Inside the Intel 8087: Ken Shirriff decodes the FXCH instruction of Intel’s 1980 floating-point coprocessor from die photos, showing a register swap takes 14 micro-instructions and tag-checking, stored in a semi-analog ROM that packs 2 bits per transistor.
Why ASTC uses Integer Sequence Encoding: Fabian Giesen shows the texture format’s encoding wins not on compression (a prefix code is within ~0.07 bits per symbol) but on a data-independent size that lets the decoder infer parameters from the bits left over.

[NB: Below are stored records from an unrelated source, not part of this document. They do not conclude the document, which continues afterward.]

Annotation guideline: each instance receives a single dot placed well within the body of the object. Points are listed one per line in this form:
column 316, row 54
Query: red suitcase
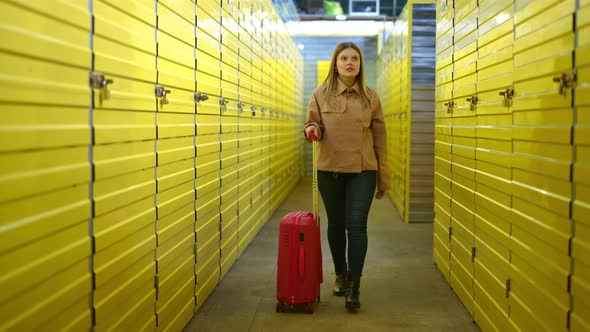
column 299, row 270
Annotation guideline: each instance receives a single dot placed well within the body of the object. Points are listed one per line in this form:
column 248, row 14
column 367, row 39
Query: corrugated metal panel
column 541, row 188
column 421, row 172
column 44, row 192
column 125, row 126
column 493, row 154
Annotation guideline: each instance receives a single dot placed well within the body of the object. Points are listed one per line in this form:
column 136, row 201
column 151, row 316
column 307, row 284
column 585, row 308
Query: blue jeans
column 347, row 198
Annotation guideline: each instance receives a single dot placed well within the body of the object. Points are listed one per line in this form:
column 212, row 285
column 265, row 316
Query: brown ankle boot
column 352, row 293
column 340, row 284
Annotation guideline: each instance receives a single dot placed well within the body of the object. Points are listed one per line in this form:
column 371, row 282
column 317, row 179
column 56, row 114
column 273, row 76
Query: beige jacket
column 352, row 136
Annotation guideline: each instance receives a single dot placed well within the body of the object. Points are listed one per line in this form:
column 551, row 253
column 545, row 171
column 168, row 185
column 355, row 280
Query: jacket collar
column 341, row 87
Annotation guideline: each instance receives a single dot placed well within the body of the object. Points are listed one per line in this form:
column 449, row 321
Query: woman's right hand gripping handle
column 311, row 133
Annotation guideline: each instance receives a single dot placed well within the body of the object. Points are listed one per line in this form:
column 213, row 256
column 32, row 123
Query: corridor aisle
column 401, row 289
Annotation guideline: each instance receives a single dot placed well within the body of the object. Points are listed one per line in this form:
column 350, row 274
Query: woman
column 346, row 117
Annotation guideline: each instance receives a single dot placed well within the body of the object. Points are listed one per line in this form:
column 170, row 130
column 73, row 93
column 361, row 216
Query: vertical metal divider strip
column 572, row 166
column 220, row 141
column 92, row 174
column 195, row 221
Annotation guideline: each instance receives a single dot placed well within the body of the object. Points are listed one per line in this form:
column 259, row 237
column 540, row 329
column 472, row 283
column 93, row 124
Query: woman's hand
column 311, row 132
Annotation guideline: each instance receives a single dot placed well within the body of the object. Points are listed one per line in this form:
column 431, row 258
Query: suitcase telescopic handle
column 314, row 144
column 301, row 261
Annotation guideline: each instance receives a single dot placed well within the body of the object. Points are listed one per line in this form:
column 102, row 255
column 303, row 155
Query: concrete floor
column 401, row 289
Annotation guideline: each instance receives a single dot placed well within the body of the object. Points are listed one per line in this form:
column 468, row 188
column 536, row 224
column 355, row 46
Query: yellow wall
column 511, row 188
column 129, row 194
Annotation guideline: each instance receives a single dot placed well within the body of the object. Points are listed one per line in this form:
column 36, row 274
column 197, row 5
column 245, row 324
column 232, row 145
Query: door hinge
column 508, row 94
column 567, row 80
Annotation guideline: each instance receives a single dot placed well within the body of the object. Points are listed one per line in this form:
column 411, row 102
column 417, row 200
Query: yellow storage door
column 493, row 155
column 542, row 155
column 463, row 149
column 580, row 288
column 443, row 137
column 175, row 172
column 45, row 172
column 208, row 143
column 125, row 127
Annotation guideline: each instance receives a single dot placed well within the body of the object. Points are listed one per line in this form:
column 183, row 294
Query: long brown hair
column 331, row 80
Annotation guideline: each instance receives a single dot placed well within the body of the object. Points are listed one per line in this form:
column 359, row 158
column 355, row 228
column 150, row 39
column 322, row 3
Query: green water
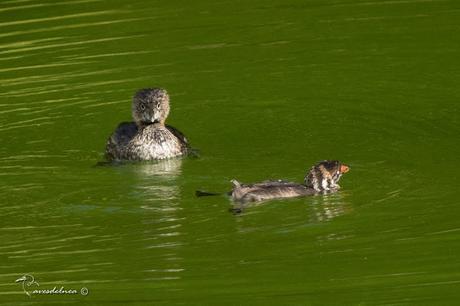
column 264, row 89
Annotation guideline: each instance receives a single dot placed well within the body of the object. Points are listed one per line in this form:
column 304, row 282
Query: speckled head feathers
column 150, row 105
column 325, row 175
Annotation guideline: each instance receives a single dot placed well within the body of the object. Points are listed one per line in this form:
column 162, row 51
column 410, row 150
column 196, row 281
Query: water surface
column 263, row 90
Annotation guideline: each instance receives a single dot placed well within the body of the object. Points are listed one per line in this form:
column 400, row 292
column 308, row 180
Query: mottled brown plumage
column 148, row 137
column 322, row 178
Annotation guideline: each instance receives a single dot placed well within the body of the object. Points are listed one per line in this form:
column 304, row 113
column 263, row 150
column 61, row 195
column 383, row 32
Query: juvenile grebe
column 148, row 137
column 322, row 178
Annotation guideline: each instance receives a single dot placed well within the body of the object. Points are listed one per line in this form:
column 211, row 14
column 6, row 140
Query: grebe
column 148, row 137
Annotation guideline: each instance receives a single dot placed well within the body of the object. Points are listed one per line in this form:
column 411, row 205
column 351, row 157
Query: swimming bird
column 148, row 137
column 322, row 178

Fast speech-to-text serving: Together AI writes up conditional CUDA-graph nodes that move a decoder branch onto the GPU and a gc.freeze() that removed ~200ms p95 stalls from Python’s garbage collector. The headline speed claims are vendor benchmarks with no published methodology.
Image models need little from text encoders: a preprint argues diffusion-transformer image generators use only word meaning and word order from text embeddings, with a context-free “bag of position-tagged words” matching full embeddings.